Figure \@ref(fig:logit-undervote-model) details the residuals of our predictions. These look very similar to the linear model: approximately normally distributed, with no clear heteroskedasticy, and even the same cluster shape in the residual scatter plot. They even have similar spreads in the residuals ([`r paste(round(quantile(linear_under$residuals, c(.025, .975)), 3), collapse = ",")`] for the middle 95% of the linear model's residuals and [`r paste(round(quantile(under_df$resid, c(.025, .975)), 3), collapse = ",")`] for the logistic). Under all these metrics, the logistic model performs well.

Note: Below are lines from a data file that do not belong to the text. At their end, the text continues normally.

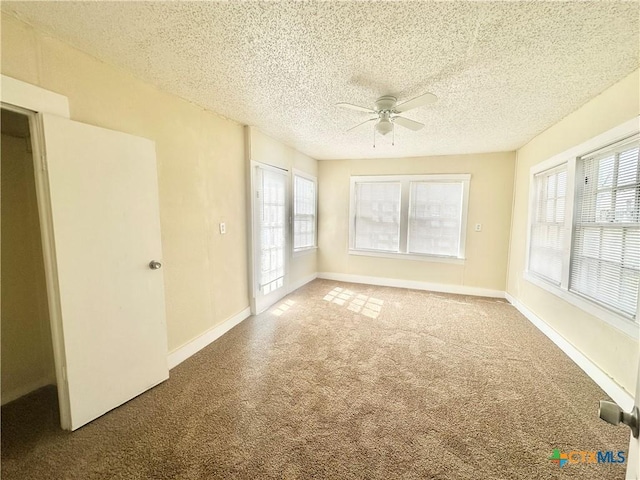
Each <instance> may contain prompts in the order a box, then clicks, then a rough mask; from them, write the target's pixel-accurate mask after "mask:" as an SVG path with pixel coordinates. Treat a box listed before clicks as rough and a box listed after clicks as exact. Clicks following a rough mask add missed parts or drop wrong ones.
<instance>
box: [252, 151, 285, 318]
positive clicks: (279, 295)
mask: <svg viewBox="0 0 640 480" xmlns="http://www.w3.org/2000/svg"><path fill="white" fill-rule="evenodd" d="M257 168H262V169H265V170H271V171H273V172H277V173H280V174H282V175H284V176H285V177H286V180H285V222H286V228H285V252H284V278H283V284H282V287H280V288H279V289H278V290H279V291H278V290H276V292H274V293H275V295H274V294H271V293H270V294H269V295H267V296H268V297H270V299H269V300H268V301H267V303H266V304H265V303H262V302H260V298H261V297H264V298H266V297H267V296H263V295H262V294H261V293H260V286H259V285H258V281H259V280H258V275H256V269H257V268H258V266H259V265H260V256H259V248H260V239H259V237H258V235H259V220H258V211H257V210H256V208H257V202H256V195H255V191H256V189H255V188H256V182H257V179H256V174H255V173H256V169H257ZM249 169H250V172H249V179H250V182H249V196H250V197H251V201H250V202H249V208H250V210H251V212H250V215H249V219H250V220H249V229H250V230H249V231H250V235H249V238H250V242H249V258H250V262H249V273H250V275H249V279H250V283H249V288H250V296H249V300H250V307H251V313H252V314H253V315H257V314H259V313H261V312H263V311H264V310H266V309H267V308H269V307H270V306H271V305H273V304H274V303H276V302H277V301H278V300H280V299H281V298H282V297H284V296H285V295H287V293H289V273H290V272H289V269H290V267H291V265H290V250H291V248H290V247H291V231H290V230H291V198H290V197H291V195H290V188H291V186H290V184H291V172H290V171H289V170H287V169H285V168H282V167H277V166H274V165H269V164H267V163H262V162H258V161H255V160H250V161H249ZM269 302H270V303H269Z"/></svg>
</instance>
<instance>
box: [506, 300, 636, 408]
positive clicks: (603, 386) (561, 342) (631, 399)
mask: <svg viewBox="0 0 640 480" xmlns="http://www.w3.org/2000/svg"><path fill="white" fill-rule="evenodd" d="M505 298H506V299H507V300H508V301H509V303H511V305H513V306H514V307H515V308H516V309H518V311H519V312H520V313H522V315H524V316H525V317H526V318H527V319H528V320H529V321H530V322H531V323H533V324H534V325H535V326H536V327H537V328H538V330H540V331H541V332H542V333H544V334H545V335H546V336H547V337H548V338H549V340H551V341H552V342H553V343H555V344H556V345H557V346H558V348H560V350H562V351H563V352H564V353H565V354H566V355H567V356H568V357H569V358H570V359H571V360H573V362H574V363H575V364H576V365H578V367H580V368H581V369H582V370H583V371H584V372H585V373H586V374H587V375H588V376H589V377H590V378H591V379H592V380H593V381H594V382H595V383H596V384H597V385H598V386H599V387H600V388H602V390H604V391H605V392H606V393H607V395H609V396H610V397H611V398H612V399H613V401H614V402H616V403H617V404H618V405H619V406H620V407H621V408H622V409H624V410H625V411H631V409H632V408H633V397H632V396H631V395H630V394H629V393H628V392H627V391H626V390H625V389H623V388H622V387H621V386H620V385H618V384H617V383H616V382H615V381H614V380H613V379H612V378H611V377H610V376H609V375H607V374H606V373H605V372H604V371H602V370H601V369H600V367H598V366H597V365H596V364H595V363H593V362H592V361H591V360H589V359H588V358H587V357H586V356H585V355H584V354H583V353H582V352H580V350H578V349H577V348H576V347H574V346H573V345H571V343H569V342H568V341H567V340H566V339H565V338H564V337H563V336H562V335H560V334H559V333H558V332H556V331H555V330H554V329H553V328H551V327H550V326H549V324H547V323H546V322H545V321H544V320H542V319H541V318H540V317H538V316H537V315H536V314H535V313H533V312H532V311H531V310H529V309H528V308H527V307H526V306H525V305H523V304H522V303H521V302H520V301H519V300H517V299H515V298H514V297H513V296H511V295H509V294H508V293H505Z"/></svg>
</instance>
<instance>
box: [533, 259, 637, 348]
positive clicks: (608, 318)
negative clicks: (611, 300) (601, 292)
mask: <svg viewBox="0 0 640 480" xmlns="http://www.w3.org/2000/svg"><path fill="white" fill-rule="evenodd" d="M523 278H524V279H525V280H526V281H528V282H530V283H532V284H534V285H535V286H536V287H539V288H542V289H543V290H546V291H547V292H549V293H552V294H554V295H555V296H557V297H560V298H561V299H562V300H564V301H565V302H567V303H570V304H571V305H573V306H574V307H578V308H579V309H581V310H584V311H585V312H587V313H588V314H590V315H593V316H594V317H596V318H598V319H599V320H601V321H603V322H606V323H608V324H609V325H611V326H612V327H614V328H616V329H618V330H620V331H621V332H623V333H625V334H626V335H629V336H630V337H631V338H633V339H635V340H638V338H640V326H639V325H638V324H637V323H636V322H634V321H632V320H629V319H627V318H624V317H622V316H621V315H618V314H616V313H615V312H613V311H611V310H608V309H607V308H604V307H601V306H600V305H598V304H597V303H594V302H591V301H589V300H588V299H586V298H583V297H580V296H579V295H576V294H575V293H573V292H571V291H569V290H563V289H561V288H559V287H558V286H556V285H553V284H551V283H548V282H545V281H544V280H542V279H541V278H538V277H536V276H535V275H534V274H532V273H529V272H524V274H523Z"/></svg>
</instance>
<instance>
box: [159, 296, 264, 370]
mask: <svg viewBox="0 0 640 480" xmlns="http://www.w3.org/2000/svg"><path fill="white" fill-rule="evenodd" d="M250 315H251V310H250V309H249V307H247V308H245V309H244V310H242V311H241V312H240V313H237V314H236V315H234V316H233V317H230V318H228V319H227V320H225V321H224V322H222V323H221V324H220V325H217V326H215V327H213V328H212V329H210V330H207V331H206V332H204V333H203V334H202V335H200V336H198V337H196V338H194V339H193V340H191V341H190V342H188V343H186V344H184V345H182V346H181V347H178V348H176V349H175V350H174V351H173V352H171V353H169V357H168V363H169V369H171V368H174V367H175V366H177V365H179V364H181V363H182V362H184V361H185V360H186V359H187V358H189V357H190V356H192V355H194V354H196V353H198V352H199V351H200V350H202V349H203V348H204V347H206V346H207V345H209V344H210V343H212V342H214V341H215V340H217V339H218V338H220V337H221V336H222V335H224V334H225V333H227V332H228V331H229V330H231V329H232V328H233V327H235V326H236V325H238V324H239V323H240V322H242V321H243V320H245V319H247V318H249V316H250Z"/></svg>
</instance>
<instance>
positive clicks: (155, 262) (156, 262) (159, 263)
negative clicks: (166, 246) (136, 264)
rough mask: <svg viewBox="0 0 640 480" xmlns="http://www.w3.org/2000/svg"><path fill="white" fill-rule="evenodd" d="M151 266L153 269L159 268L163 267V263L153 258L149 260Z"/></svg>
mask: <svg viewBox="0 0 640 480" xmlns="http://www.w3.org/2000/svg"><path fill="white" fill-rule="evenodd" d="M149 268H150V269H151V270H158V269H159V268H162V264H161V263H160V262H156V261H155V260H151V261H150V262H149Z"/></svg>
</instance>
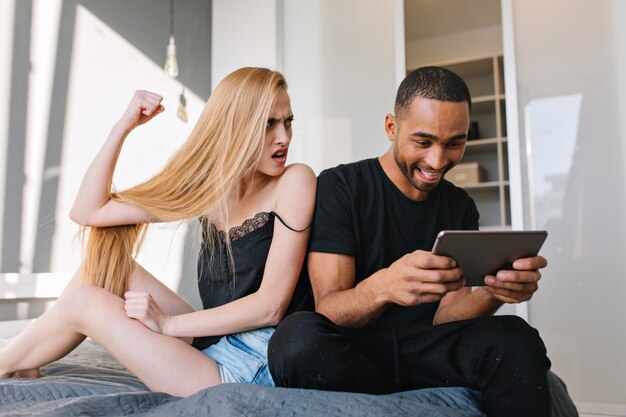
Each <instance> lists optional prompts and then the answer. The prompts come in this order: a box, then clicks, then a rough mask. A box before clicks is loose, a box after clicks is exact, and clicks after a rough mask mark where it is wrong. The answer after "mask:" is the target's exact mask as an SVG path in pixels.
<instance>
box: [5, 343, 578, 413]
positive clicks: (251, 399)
mask: <svg viewBox="0 0 626 417" xmlns="http://www.w3.org/2000/svg"><path fill="white" fill-rule="evenodd" d="M42 371H43V374H44V377H42V378H38V379H14V378H11V379H5V380H0V416H64V417H65V416H85V415H88V416H105V415H106V416H112V415H114V416H117V415H129V414H132V415H138V416H147V415H149V416H163V417H171V416H191V415H193V416H215V417H235V416H251V417H252V416H255V417H259V416H260V417H264V416H267V417H270V416H271V417H276V416H278V417H282V416H310V417H332V416H341V417H352V416H354V417H370V416H371V417H373V416H417V417H431V416H432V417H448V416H450V417H484V416H485V415H484V414H483V413H482V411H481V409H480V405H479V402H480V394H479V393H478V392H477V391H473V390H470V389H466V388H432V389H422V390H414V391H407V392H402V393H396V394H390V395H366V394H353V393H345V392H326V391H316V390H304V389H287V388H266V387H262V386H257V385H248V384H222V385H219V386H217V387H213V388H207V389H205V390H202V391H200V392H198V393H196V394H195V395H193V396H191V397H188V398H179V397H172V396H170V395H167V394H164V393H160V392H150V391H149V390H148V389H147V388H146V386H145V385H143V384H142V383H141V381H139V380H138V379H137V378H135V377H134V376H133V375H132V374H131V373H129V372H128V371H127V370H126V369H125V368H124V367H123V366H121V365H120V364H119V363H118V362H117V361H116V360H115V359H113V358H112V357H111V356H110V355H109V354H108V353H107V352H106V351H104V350H103V349H101V348H100V347H99V346H97V345H96V344H95V343H93V342H91V341H86V342H85V343H83V344H82V345H81V346H80V347H79V348H78V349H77V350H76V351H74V352H73V353H72V354H70V355H68V356H67V357H66V358H64V359H63V360H60V361H58V362H55V363H53V364H50V365H48V366H46V367H44V368H43V370H42ZM550 382H551V389H552V393H553V397H554V400H553V405H554V416H556V417H575V416H577V413H576V409H575V408H574V405H573V403H572V402H571V400H570V399H569V396H568V395H567V391H566V389H565V385H564V384H563V383H562V381H561V380H560V379H559V378H558V377H556V376H555V375H554V374H551V375H550Z"/></svg>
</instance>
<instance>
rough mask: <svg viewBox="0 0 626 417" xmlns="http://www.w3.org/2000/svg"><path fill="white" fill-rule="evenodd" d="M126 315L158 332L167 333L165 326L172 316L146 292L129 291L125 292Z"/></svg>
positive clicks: (156, 331)
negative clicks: (165, 332)
mask: <svg viewBox="0 0 626 417" xmlns="http://www.w3.org/2000/svg"><path fill="white" fill-rule="evenodd" d="M124 298H125V300H126V301H125V303H124V308H125V309H126V315H127V316H128V317H130V318H132V319H136V320H138V321H140V322H141V323H142V324H143V325H144V326H146V327H147V328H149V329H150V330H152V331H153V332H157V333H165V332H164V328H165V325H166V323H167V321H168V320H169V319H170V316H169V315H167V314H166V313H165V312H164V311H163V310H162V309H161V307H160V306H159V305H158V304H157V302H156V301H154V299H153V298H152V296H151V295H150V294H148V293H146V292H140V291H128V292H126V294H124Z"/></svg>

Despite these models seeming to fit appropriately, it's hard to draw a useful conclusion from them due to the aforementioned issues with variable meaning.

## Summary

Table: (\#tab:model-comp) Comparison of models fit

| Metric | Model | BIC | Residual spread (95%) | Residual shape |
|--------|-------|-----|-----------------------|----------------|
| Turnout | Linear | $`r BIC(linear_turnout)`$ | $`r round(diff(quantile(linear_turnout[['residuals']], c(.025, .975))), 3)`$ | Normal |
| | Logistic | $`r BIC(logit_turnout)`$ | $`r round(diff(quantile(turnout_df[['resid']], c(.025, .975))), 3)`$ | Normal |
| Overvoting | Linear | $`r BIC(linear_over)`$ | $`r round(diff(quantile(linear_over[['residuals']], c(.025, .975))), 3)`$ | Non-normal |
| | Logistic | $`r BIC(logit_over)`$ | $`r round(diff(quantile(over_df[['resid']], c(.025, .975))), 3)`$ | Non-normal |
| Undervoting | Linear | $`r BIC(linear_under)`$ | $`r round(diff(quantile(linear_under[['residuals']], c(.025, .975))), 3)`$ | Normal |
| | Logistic | $`r BIC(logit_under)`$ | $`r round(diff(quantile(under_df[['resid']], c(.025, .975))), 3)`$ | Normal |

In Table \@ref(tab:model-comp) we compare the models fit earlier. While the BIC is not entirely comparable between the linear and logistic models, we can still draw some insights here. A lower BIC is better, so on the whole the models for overvoting and undervoting were much better fits than the models for turnout. The spread of residuals also supports the above. We did see, however, that

1. The overvoting models had some significantly non-normal residual patterns, and

2. The undervoting models showed strange relationships between the coefficients.

Overall, however, this analysis shows that the rates of overvoting and undervoting are affected by some of the same demographic considerations as turnout rate in general is affected by: age, race, and education.